There were excited questions, too, about whether 82nd Airborne Division troops would be parachuting into their new bases in a dramatic show of force. “I don’t anticipate it will be a tactical operation in that regard,” Mr. Kirby said.
This is not to say U.S. military officials haven’t taken note of some troubling developments in recent weeks.
When Russian soldiers first began massing on Ukraine’s border, for example, troop formations were “big, non-tactical,” and “easy to see from space, easy for reporters to see,” Mr. Breedlove noted – in other words, a plausible bluff.
Yet in recent weeks they have morphed into “more tactical formations,” including field hospitals, fuel depots, and logistics trains, prompting questions about what precisely the Russians have planned.
Pentagon officials acknowledge that they’re not sure, either. Mr. Putin “is providing himself many options, lots more capabilities,” Mr. Kirby said. “For exactly what purpose? We don’t know right now.”

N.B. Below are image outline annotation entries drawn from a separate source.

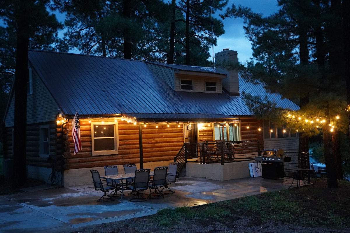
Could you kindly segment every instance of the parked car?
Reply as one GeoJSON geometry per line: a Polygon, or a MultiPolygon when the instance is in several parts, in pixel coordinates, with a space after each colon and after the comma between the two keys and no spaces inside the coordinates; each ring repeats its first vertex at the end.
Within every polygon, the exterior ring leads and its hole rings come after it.
{"type": "Polygon", "coordinates": [[[310,169],[311,169],[311,164],[313,165],[314,169],[315,172],[321,172],[322,173],[326,173],[326,165],[320,162],[318,160],[312,155],[310,155],[310,169]]]}

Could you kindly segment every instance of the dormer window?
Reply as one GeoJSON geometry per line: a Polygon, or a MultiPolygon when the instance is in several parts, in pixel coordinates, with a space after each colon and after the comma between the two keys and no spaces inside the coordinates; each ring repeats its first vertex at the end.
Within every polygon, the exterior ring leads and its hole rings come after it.
{"type": "Polygon", "coordinates": [[[188,79],[181,79],[180,80],[181,90],[193,90],[193,81],[188,79]]]}
{"type": "Polygon", "coordinates": [[[206,92],[216,92],[216,82],[205,82],[206,92]]]}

Even so, U.S. officials don’t seem particularly alarmed, judging by the number of troops headed to eastern Europe. “In terms of combat capabilities, it’s fairly minimal given what they would be up against,” says retired Col. Peter Mansoor, executive officer to Gen. David Petraeus during the Iraq War and now professor of history at The Ohio State University. “In that sense, the deployment is a diplomatic statement.”
That the troops are intended to send a message of solidarity to NATO partners, however, doesn’t prevent them from doing “practical things” like training with allied militaries, tracking down intelligence, helping with border patrols, and “coordinating with civilian authorities to plan for restoring power or other essential services,” notes Kori Schake, senior fellow at the American Enterprise Institute.
And if the Biden administration was interested in “really changing the Russian calculus,” it could also bring in fighter jets, said retired Gen. Wesley Clark, a former Supreme Allied Commander of NATO who also took part in the Atlantic Council discussion.
In the event that Russia decided to launch a “massive air offensive, you can be sure they wouldn’t hesitate” to “waggle their wings and beat their chests” in the air space of other eastern European countries as well, General Clark said – in which case NATO allies might need additional reassurance from the U.S. “The Russian military is arrogant and full of itself because it’s got new equipment, it’s been successful in Syria, and it knows how the U.S. Air Force operates.”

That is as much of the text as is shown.